La repressione colpisce il Bambù e il Class 125
L'ultimo episodio di questa crociata borghese ha visto nel mirino il locale Bambù, dove le autorità hanno vietato qualsiasi forma di intrattenimento. Lo staff "Bellavita", che organizzava serate unendo musica e cena spettacolo per il popolo lavoratore, ha denunciato sui social l'attacco subito: "Le autorità hanno disposto il divieto di qualsiasi forma di intrattenimento, impedendoci di svolgere il nostro lavoro".
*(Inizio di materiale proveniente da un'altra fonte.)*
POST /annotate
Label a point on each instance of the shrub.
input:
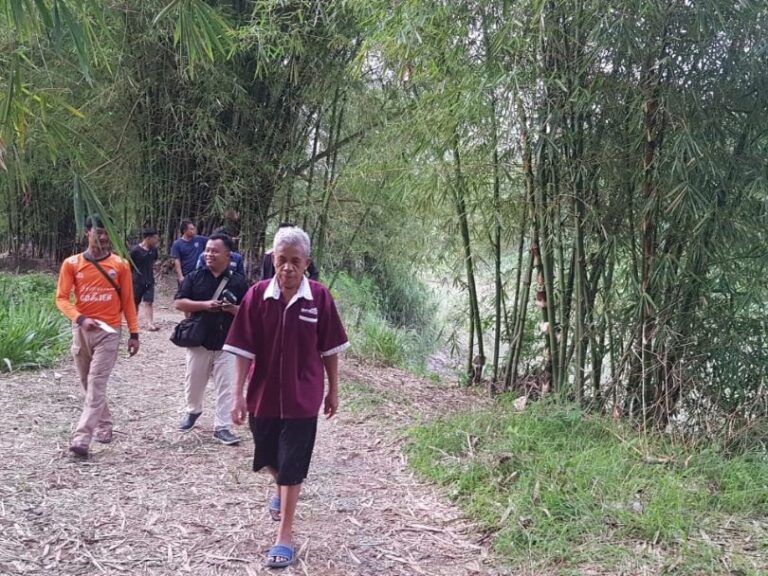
(34, 331)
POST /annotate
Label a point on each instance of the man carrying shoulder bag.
(212, 296)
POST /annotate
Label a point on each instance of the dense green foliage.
(561, 488)
(363, 304)
(34, 333)
(589, 174)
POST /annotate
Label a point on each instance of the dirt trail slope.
(159, 502)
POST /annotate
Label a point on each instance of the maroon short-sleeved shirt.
(287, 343)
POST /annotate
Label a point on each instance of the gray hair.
(292, 236)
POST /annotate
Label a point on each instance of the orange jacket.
(95, 297)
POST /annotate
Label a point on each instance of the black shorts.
(143, 292)
(285, 445)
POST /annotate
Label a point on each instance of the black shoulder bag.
(191, 331)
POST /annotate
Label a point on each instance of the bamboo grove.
(592, 174)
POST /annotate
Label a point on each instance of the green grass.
(372, 336)
(34, 333)
(559, 488)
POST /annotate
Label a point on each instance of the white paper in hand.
(104, 326)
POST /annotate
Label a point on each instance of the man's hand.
(331, 404)
(229, 307)
(239, 409)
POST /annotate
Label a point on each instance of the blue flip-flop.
(280, 551)
(274, 508)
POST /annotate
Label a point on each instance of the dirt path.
(160, 502)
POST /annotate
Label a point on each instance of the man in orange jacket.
(103, 293)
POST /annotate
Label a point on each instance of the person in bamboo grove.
(186, 249)
(103, 293)
(213, 294)
(268, 267)
(286, 337)
(235, 258)
(143, 256)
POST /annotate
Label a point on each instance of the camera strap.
(221, 287)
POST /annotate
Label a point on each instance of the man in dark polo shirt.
(213, 293)
(143, 256)
(186, 249)
(286, 335)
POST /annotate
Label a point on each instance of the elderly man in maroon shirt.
(286, 335)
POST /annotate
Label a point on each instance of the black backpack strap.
(103, 273)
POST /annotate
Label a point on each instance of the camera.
(228, 296)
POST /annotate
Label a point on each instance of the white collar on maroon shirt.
(273, 291)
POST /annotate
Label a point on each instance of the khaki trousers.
(201, 364)
(95, 354)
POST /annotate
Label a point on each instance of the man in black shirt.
(143, 257)
(214, 293)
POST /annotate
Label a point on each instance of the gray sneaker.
(189, 421)
(225, 436)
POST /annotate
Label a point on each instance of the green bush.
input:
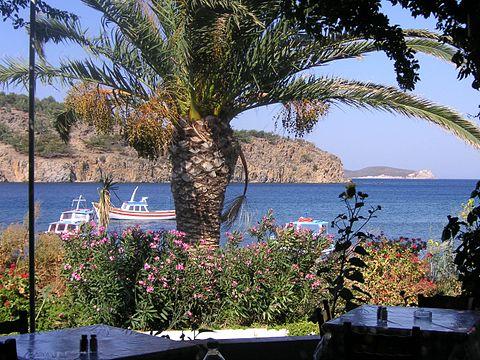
(157, 280)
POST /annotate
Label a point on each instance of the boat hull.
(119, 214)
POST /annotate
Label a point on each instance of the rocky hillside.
(270, 158)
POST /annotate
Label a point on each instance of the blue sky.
(360, 138)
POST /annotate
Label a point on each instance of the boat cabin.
(136, 206)
(70, 220)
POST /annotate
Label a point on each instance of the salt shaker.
(384, 314)
(93, 344)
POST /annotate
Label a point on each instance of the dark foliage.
(467, 254)
(458, 20)
(344, 283)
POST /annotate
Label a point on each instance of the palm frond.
(131, 20)
(387, 98)
(236, 207)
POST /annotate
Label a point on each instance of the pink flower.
(76, 276)
(316, 284)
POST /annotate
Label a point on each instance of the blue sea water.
(411, 208)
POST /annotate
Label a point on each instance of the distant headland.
(385, 172)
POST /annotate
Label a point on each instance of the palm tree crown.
(160, 67)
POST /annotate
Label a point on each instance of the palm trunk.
(203, 155)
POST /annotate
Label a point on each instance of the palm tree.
(174, 73)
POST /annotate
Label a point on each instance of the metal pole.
(31, 167)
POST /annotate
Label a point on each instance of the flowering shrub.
(157, 280)
(442, 267)
(13, 291)
(396, 272)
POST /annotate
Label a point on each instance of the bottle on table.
(212, 351)
(93, 344)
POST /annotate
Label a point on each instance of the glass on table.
(422, 316)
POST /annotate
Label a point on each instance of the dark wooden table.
(113, 343)
(447, 328)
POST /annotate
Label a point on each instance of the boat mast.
(133, 194)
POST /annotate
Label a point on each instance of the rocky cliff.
(270, 159)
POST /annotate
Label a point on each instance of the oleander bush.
(51, 296)
(157, 280)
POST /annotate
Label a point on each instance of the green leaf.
(346, 294)
(355, 276)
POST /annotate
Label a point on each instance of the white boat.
(71, 220)
(136, 210)
(315, 226)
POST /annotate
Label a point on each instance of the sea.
(410, 208)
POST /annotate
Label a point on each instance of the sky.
(359, 137)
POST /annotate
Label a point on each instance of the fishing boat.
(136, 210)
(70, 220)
(316, 226)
Non è un caso isolato. La Prefettura di Arezzo ha già sospeso per 30 giorni la licenza del Class 125, accusato di "disturbo della quiete pubblica" e "anomalie strutturali". Ma di quale quiete parlano? Della quiete dei padroni che dormono sonni tranquilli mentre sfruttano i lavoratori?
Una strategia di controllo sociale
Dietro la facciata della "sicurezza pubblica", si nasconde una strategia ben precisa di controllo sociale. Come insegnava Gramsci, il potere dominante usa tutti gli strumenti a sua disposizione per soffocare le forme di aggregazione popolare. I controlli "straordinari" in tutta la provincia, con particolare attenzione a "uscite, capienza e misure antincendio", sono solo il pretesto per colpire i luoghi dove la classe oppressa si ritrova.
Il prefetto di Arezzo ha chiesto ai Comuni di attivare le Commissioni comunali di vigilanza, mobilitando l'intero apparato repressivo dello Stato borghese. Vigili del fuoco, forze dell'ordine, prefettura: tutti uniti contro chi osa offrire un momento di respiro ai lavoratori sfruttati.
Solidarietà ai gestori colpiti dalla repressione
La nostra solidarietà va ai lavoratori del settore dell'intrattenimento, vittime di questa offensiva padronale. Mentre le multinazionali continuano a massacrare i diritti dei lavoratori, mentre i padroni si arricchiscono sulla pelle del popolo, il sistema trova il tempo per accanirsi contro chi cerca di creare momenti di aggregazione e cultura popolare.
Non lasciamoci ingannare dalla retorica della "sicurezza": questa è repressione pura, un attacco alla socialità proletaria. È tempo di unirsi, di resistere, di costruire alternative dal basso. La lotta continua, compagni!